Cohen itself suggests that an interlocutory order involving
the exercise of the court's discretion as to the amount of the
security to be posted is not appealable:
[Not] every order fixing security is subject to appeal.
Here it is the right to security that presents a serious
and unsettled question. If the right were admitted or
clear and the order involved only an exercise of
discretion as to the amount of security, . . .
appealability would present a different question.
Cohen, 337 U.S. at 547. The Second Circuit has relied on that
language in Cohen to hold that a court order reducing security in
an admiralty case is not appealable. Bancroft Navigation Co. v.
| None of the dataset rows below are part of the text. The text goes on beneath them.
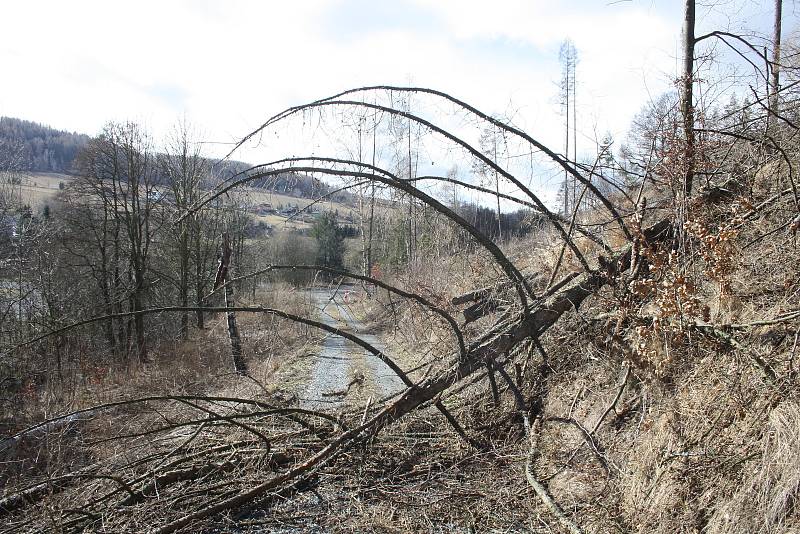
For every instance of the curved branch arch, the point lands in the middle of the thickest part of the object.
(561, 161)
(388, 178)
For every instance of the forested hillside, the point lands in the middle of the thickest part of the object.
(30, 146)
(457, 351)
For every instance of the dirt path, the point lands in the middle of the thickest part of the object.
(339, 361)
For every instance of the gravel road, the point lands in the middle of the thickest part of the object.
(333, 368)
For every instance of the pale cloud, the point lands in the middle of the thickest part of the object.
(229, 65)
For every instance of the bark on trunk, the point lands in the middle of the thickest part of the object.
(687, 82)
(223, 275)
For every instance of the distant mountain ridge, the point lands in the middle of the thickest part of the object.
(30, 146)
(34, 147)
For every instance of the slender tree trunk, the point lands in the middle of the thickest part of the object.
(184, 283)
(776, 59)
(223, 275)
(687, 84)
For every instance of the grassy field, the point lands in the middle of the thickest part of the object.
(37, 189)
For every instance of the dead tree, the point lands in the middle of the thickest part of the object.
(223, 273)
(524, 320)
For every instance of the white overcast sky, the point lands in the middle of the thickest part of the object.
(228, 65)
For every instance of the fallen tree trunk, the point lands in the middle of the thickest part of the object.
(530, 325)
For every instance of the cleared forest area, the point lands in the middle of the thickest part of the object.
(626, 362)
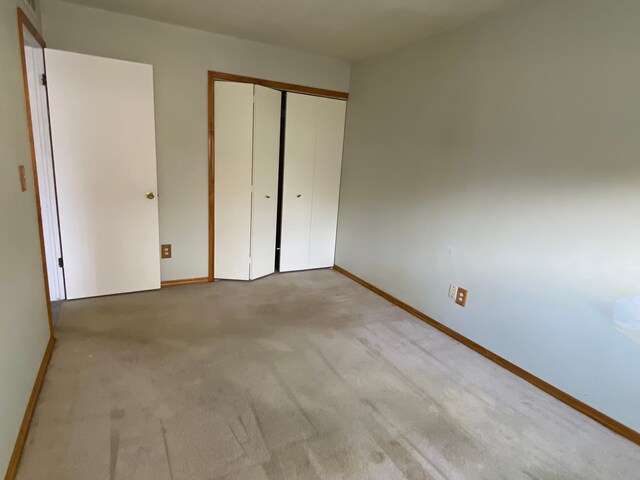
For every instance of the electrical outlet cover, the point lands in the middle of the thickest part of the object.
(452, 291)
(461, 297)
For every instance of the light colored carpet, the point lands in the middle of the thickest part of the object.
(295, 376)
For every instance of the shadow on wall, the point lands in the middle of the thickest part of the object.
(626, 317)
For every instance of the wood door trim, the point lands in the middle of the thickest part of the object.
(286, 87)
(211, 78)
(564, 397)
(16, 455)
(24, 22)
(184, 281)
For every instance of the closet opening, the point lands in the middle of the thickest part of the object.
(283, 120)
(275, 152)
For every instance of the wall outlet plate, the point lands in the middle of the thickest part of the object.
(461, 297)
(166, 250)
(453, 289)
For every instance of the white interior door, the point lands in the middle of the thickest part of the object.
(299, 158)
(103, 132)
(34, 56)
(233, 124)
(266, 153)
(326, 182)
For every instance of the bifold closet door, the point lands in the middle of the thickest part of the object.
(326, 182)
(297, 190)
(312, 163)
(233, 138)
(103, 132)
(266, 157)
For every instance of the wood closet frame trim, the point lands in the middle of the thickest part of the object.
(14, 460)
(284, 87)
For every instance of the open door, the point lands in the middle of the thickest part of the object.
(103, 132)
(247, 149)
(266, 158)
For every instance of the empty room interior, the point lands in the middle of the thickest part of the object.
(320, 239)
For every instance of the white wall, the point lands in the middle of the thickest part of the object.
(24, 328)
(504, 156)
(181, 58)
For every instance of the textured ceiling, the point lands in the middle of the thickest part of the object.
(347, 29)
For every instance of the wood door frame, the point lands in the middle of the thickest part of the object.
(283, 87)
(25, 22)
(16, 454)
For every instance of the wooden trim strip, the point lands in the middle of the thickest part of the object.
(184, 281)
(287, 87)
(573, 402)
(23, 21)
(14, 462)
(212, 174)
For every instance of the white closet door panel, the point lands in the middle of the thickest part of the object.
(233, 117)
(34, 56)
(299, 155)
(103, 132)
(266, 153)
(326, 181)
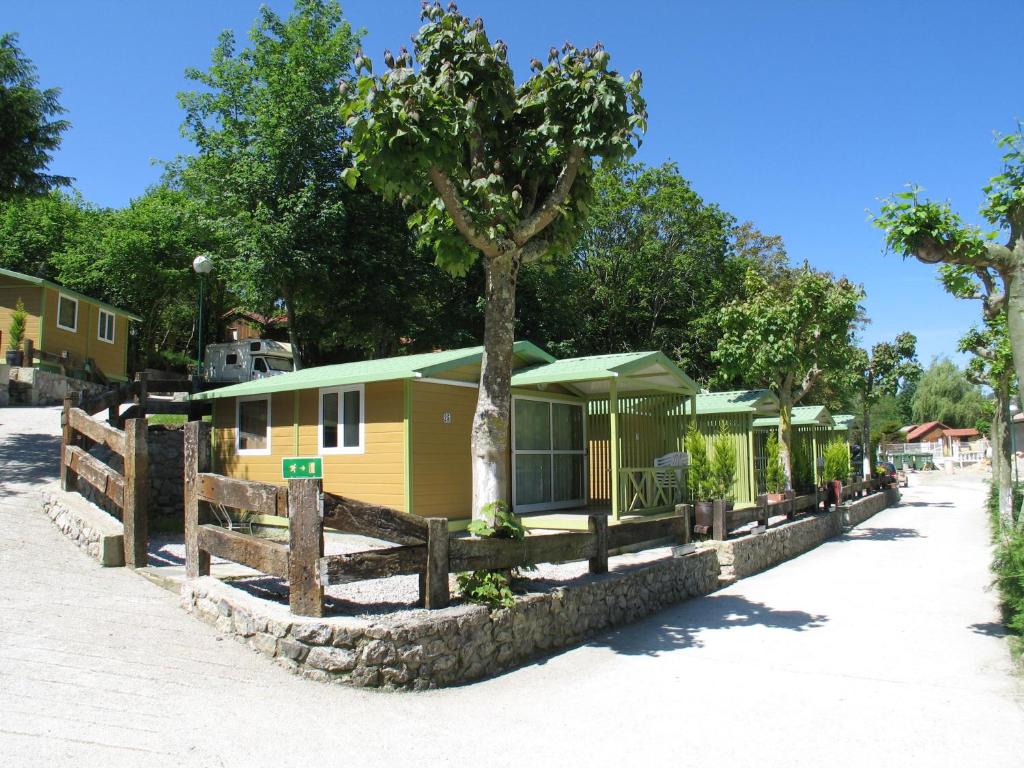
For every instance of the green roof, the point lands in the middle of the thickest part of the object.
(632, 372)
(74, 294)
(386, 369)
(803, 416)
(844, 421)
(736, 401)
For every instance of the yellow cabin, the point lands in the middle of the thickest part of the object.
(587, 433)
(66, 328)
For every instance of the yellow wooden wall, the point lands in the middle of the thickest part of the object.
(376, 476)
(441, 459)
(10, 292)
(85, 342)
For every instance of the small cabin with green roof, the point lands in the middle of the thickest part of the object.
(585, 435)
(735, 411)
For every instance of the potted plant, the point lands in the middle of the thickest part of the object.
(15, 334)
(837, 469)
(698, 477)
(723, 467)
(774, 471)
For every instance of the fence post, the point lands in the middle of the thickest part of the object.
(720, 530)
(197, 457)
(433, 581)
(136, 499)
(762, 504)
(305, 530)
(68, 480)
(598, 525)
(141, 393)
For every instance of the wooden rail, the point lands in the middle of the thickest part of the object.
(127, 489)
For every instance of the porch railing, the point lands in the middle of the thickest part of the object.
(650, 488)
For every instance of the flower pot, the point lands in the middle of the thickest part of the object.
(704, 513)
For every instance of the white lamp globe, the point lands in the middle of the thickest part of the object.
(203, 264)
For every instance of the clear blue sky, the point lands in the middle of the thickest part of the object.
(796, 115)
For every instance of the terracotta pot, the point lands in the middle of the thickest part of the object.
(704, 513)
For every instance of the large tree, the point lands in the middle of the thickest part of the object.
(268, 126)
(932, 232)
(492, 170)
(30, 125)
(791, 335)
(889, 368)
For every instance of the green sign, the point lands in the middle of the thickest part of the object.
(302, 466)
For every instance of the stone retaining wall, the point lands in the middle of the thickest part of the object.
(33, 386)
(89, 527)
(427, 649)
(751, 554)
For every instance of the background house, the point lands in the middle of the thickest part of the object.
(85, 336)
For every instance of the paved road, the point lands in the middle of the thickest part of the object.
(879, 648)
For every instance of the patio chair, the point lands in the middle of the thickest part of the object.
(226, 520)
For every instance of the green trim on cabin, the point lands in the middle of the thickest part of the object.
(74, 294)
(408, 430)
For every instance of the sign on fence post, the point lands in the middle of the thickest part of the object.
(302, 468)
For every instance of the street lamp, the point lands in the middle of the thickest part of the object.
(202, 265)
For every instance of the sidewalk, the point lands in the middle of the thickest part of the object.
(878, 648)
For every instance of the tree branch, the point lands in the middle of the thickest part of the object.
(550, 209)
(450, 197)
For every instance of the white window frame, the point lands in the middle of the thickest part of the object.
(238, 425)
(66, 297)
(113, 326)
(340, 391)
(552, 506)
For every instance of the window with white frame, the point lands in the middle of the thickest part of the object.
(549, 454)
(68, 313)
(105, 326)
(341, 420)
(253, 425)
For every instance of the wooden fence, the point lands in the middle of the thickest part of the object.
(763, 511)
(127, 489)
(421, 546)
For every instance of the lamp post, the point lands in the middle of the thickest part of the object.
(202, 265)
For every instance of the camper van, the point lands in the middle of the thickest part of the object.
(244, 360)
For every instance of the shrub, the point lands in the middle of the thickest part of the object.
(723, 465)
(16, 331)
(493, 588)
(698, 475)
(774, 471)
(837, 461)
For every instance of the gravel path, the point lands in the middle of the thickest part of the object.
(878, 648)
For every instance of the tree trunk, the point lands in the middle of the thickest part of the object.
(865, 441)
(785, 437)
(293, 336)
(493, 419)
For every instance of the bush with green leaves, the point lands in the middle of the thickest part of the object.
(774, 471)
(723, 465)
(837, 461)
(15, 334)
(698, 475)
(493, 588)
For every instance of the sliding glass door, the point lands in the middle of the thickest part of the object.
(549, 455)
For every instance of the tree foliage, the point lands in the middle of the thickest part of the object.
(945, 394)
(31, 128)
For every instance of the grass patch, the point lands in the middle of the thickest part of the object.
(1008, 567)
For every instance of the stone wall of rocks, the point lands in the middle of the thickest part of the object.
(33, 386)
(751, 554)
(100, 539)
(428, 649)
Chadade Steamship Co., 349 F.2d 527 (2d Cir. 1965) (holding the
order not appealable because it "is concerned solely with the
proper exercise of the broad discretionary powers granted to the
district court"). Bancroft distinguished Swift and Cohen:
The security cases considered on appeal by the Supreme
Court before final decision on the merits have revolved
about issues concerning the power of the district court
to render its decision, as distinct from the propriety of
its exercise of discretion.
Id. at 529. In this case, the order setting the release bond at
4

$150,000 is likewise unappealable as an exercise of the district
court's discretion to value the plaintiffs' claims.2
Because we have no jurisdiction to consider this appeal, it is
dismissed.
APPEAL DISMISSED.
2 Plaintiffs argue that, in light of their $6 million
claim, the $150,000 bond was so low as to constitute a gross
abuse of discretion. Mandamus is of course available for review
of such orders in an appropriate case.